The reason all of these strategies for boosting self-esteem don’t work is that they involve increased self-focus. They encourage kids with low self-esteem to think about and evaluate themselves, which they always do harshly, intensifying their misery.

What’s Real Self-Esteem Looks Like

self esteem in children What's Real child Self-Esteem Looks Like
self esteem in children What’s Real child Self-Esteem Looks Like

The key to breaking free from low self-esteem is to move beyond self-focus. Real self-esteem isn’t about believing we are special or wonderful. Real self-esteem means being able to let go of the question Am I good enough?
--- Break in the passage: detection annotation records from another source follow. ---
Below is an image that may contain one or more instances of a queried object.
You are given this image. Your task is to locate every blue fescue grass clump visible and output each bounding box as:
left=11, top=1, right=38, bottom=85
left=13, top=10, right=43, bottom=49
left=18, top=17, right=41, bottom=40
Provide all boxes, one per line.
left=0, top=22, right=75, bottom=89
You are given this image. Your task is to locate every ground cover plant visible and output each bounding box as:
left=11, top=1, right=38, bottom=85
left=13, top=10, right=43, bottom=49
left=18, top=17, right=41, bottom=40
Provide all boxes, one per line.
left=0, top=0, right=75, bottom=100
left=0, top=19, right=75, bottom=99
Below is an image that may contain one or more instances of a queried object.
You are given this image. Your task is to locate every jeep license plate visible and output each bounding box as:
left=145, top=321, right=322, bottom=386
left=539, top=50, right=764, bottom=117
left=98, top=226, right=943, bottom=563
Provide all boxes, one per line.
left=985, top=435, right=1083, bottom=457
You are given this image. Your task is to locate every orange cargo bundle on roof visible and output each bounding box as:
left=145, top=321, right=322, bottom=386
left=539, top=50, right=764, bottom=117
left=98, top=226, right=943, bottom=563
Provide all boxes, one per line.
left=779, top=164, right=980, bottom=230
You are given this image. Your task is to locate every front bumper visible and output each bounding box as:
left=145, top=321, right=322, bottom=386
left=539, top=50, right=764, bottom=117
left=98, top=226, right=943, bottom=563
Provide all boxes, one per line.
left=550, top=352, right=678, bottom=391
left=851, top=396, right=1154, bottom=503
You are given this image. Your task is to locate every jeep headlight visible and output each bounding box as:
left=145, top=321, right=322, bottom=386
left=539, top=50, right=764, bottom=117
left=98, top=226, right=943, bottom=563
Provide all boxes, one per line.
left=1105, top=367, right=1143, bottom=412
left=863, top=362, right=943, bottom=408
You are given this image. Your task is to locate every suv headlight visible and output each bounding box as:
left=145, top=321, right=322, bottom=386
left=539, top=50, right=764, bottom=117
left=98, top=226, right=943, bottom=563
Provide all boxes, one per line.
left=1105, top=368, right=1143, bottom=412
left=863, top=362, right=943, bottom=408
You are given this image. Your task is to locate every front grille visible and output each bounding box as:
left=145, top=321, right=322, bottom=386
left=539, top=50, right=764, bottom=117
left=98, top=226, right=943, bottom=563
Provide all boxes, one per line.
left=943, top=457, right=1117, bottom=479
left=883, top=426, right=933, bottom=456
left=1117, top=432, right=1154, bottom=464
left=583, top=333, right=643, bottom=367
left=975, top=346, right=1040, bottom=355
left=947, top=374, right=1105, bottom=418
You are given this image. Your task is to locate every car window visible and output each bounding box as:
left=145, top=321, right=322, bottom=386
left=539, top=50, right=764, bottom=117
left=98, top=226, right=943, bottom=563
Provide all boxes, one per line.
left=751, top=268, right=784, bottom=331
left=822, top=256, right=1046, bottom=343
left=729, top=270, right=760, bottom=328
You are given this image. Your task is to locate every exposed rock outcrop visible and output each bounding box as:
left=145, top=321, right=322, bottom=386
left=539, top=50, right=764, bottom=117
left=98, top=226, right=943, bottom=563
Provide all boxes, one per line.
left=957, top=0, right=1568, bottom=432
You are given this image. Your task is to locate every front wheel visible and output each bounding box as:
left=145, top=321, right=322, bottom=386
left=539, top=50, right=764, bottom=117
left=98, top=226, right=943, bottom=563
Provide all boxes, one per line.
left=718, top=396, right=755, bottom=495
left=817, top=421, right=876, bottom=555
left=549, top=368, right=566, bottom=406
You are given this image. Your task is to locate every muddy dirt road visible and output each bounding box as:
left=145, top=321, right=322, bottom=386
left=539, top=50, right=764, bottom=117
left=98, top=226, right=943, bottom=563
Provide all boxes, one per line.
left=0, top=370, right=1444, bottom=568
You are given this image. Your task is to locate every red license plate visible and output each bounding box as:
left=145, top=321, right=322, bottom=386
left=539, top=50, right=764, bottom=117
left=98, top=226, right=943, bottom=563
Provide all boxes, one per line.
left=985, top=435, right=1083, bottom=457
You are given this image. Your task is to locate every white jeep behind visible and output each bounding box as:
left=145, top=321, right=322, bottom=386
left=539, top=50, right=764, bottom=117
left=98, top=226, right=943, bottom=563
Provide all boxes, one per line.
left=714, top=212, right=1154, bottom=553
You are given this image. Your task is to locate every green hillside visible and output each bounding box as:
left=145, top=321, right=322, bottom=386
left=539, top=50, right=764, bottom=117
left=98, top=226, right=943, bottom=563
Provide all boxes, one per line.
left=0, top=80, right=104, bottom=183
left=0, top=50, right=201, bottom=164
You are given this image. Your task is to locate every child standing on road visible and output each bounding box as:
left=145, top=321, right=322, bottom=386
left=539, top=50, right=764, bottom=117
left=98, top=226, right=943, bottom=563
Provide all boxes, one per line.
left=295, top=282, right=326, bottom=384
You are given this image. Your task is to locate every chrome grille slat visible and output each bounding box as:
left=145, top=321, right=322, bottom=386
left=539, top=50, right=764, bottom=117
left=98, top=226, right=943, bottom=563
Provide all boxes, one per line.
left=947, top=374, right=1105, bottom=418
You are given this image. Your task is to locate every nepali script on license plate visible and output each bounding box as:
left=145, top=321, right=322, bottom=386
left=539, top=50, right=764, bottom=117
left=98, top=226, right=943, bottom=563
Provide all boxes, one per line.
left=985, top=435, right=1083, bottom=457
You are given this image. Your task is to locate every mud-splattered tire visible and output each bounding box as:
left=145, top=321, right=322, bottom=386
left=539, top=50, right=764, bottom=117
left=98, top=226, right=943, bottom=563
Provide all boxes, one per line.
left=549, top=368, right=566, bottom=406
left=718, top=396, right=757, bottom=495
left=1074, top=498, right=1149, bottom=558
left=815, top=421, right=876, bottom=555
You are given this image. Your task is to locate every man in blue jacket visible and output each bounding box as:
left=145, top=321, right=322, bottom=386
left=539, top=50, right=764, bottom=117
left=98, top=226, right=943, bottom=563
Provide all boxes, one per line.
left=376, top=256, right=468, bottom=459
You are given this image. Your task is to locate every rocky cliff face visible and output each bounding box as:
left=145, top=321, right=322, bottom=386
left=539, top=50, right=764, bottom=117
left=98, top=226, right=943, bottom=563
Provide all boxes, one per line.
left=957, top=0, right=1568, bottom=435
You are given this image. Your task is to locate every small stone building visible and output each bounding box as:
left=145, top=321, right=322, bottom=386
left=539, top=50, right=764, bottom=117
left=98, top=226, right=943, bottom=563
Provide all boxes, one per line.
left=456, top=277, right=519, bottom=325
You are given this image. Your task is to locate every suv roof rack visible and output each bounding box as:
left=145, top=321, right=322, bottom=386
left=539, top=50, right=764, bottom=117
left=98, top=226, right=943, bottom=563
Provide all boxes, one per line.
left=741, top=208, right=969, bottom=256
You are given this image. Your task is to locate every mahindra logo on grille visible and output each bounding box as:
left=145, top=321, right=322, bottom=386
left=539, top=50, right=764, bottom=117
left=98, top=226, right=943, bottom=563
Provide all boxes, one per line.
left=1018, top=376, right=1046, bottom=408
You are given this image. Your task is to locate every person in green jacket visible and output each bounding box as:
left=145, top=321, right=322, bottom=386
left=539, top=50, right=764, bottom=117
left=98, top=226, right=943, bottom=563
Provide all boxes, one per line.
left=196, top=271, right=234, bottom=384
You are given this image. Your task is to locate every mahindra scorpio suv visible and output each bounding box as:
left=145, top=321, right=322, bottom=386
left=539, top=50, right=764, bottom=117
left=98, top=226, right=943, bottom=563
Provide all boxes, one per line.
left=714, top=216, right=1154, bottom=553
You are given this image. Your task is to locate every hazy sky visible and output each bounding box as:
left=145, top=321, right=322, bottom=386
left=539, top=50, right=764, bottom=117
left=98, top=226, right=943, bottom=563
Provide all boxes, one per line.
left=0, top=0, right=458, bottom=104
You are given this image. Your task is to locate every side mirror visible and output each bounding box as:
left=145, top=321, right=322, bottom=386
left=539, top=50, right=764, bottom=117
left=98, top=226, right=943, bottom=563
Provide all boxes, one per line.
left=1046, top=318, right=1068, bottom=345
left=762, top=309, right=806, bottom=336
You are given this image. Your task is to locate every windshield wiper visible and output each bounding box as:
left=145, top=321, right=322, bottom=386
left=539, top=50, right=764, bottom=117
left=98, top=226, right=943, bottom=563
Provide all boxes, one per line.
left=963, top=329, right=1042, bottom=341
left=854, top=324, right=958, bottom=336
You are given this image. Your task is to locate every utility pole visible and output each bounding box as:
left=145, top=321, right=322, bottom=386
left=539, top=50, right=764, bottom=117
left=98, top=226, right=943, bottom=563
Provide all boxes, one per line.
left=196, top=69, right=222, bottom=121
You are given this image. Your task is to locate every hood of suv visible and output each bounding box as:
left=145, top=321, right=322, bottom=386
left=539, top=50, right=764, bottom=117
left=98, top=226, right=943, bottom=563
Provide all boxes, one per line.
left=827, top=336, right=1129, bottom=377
Think about how you feel when you get together with a close friend. Your friend knows you, warts and all, but you’re not sitting there wondering, Does my friend like me? or Is my friend impressed by me? or Is my friend going to dump me? Those questions don’t even come up, because you’re not thinking about yourself. Instead, you’re completely focused on the conversation or activity with this friend, which brings a satisfying sense of ease and comfort.

Real self-esteem involves developing this type of fully engaged presence in what we are doing right now. When we’re not mentally standing back and judging ourselves, we are free to listen, and learn, and try, and experience, and do, and care…

So, how do we help kids with low self-esteem step beyond self-focus, so they can let go of their harsh self-evaluations? Research by Richard Ryan and his colleagues (2000, 2003) shows that the key is to address children’s fundamental needs for what we’ll call connection, competence, and choice. When these needs are met, children are less preoccupied with evaluating themselves and questioning their worth. Here’s a look at each of these needs.

Connection

Connection involves building meaningful relationships that create a sense of belonging. Satisfying relationships with family and friends are an important part of real self-esteem because they pull children beyond self-focus toward caring for others. Also, when children feel known, accepted, and valued by others, it’s easier for them not to question their worth. Love and concern for others— and just spending enjoyable time together—also give kids more interesting things to think about than their flaws.

Competence

Competence refers to gaining skills as well as learning how to learn, so children can do things that matter to them. For example, to have real self-esteem related to math, kids actually need to be able to do math problems and to know how to move forward when they hit a rough spot. They also need to understand that whatever skill level they have now is just a temporary stepping stone, because they have the capacity to grow and learn. Telling children that they’re good at math, without helping them develop genuine competence, promotes wishful thinking that won’t stand up to reality. On the other hand, when children are focused on learning and gaining competence, they’re less likely to believe that their whole worth as a human being is on the line with every performance or to see mistakes as proof that they’re inadequate.

Choice

Choice is about being able to make decisions, figure out what matters, and choose to act in ways that are consistent with personal values. No one likes to feel powerless or controlled by outside forces. Although children have far less opportunity than adults to decide what they want to do, they can still feel empowered by making choices. Choice allows children to muster internal motivation to move toward what is important to them, rather than stay mired in helplessness.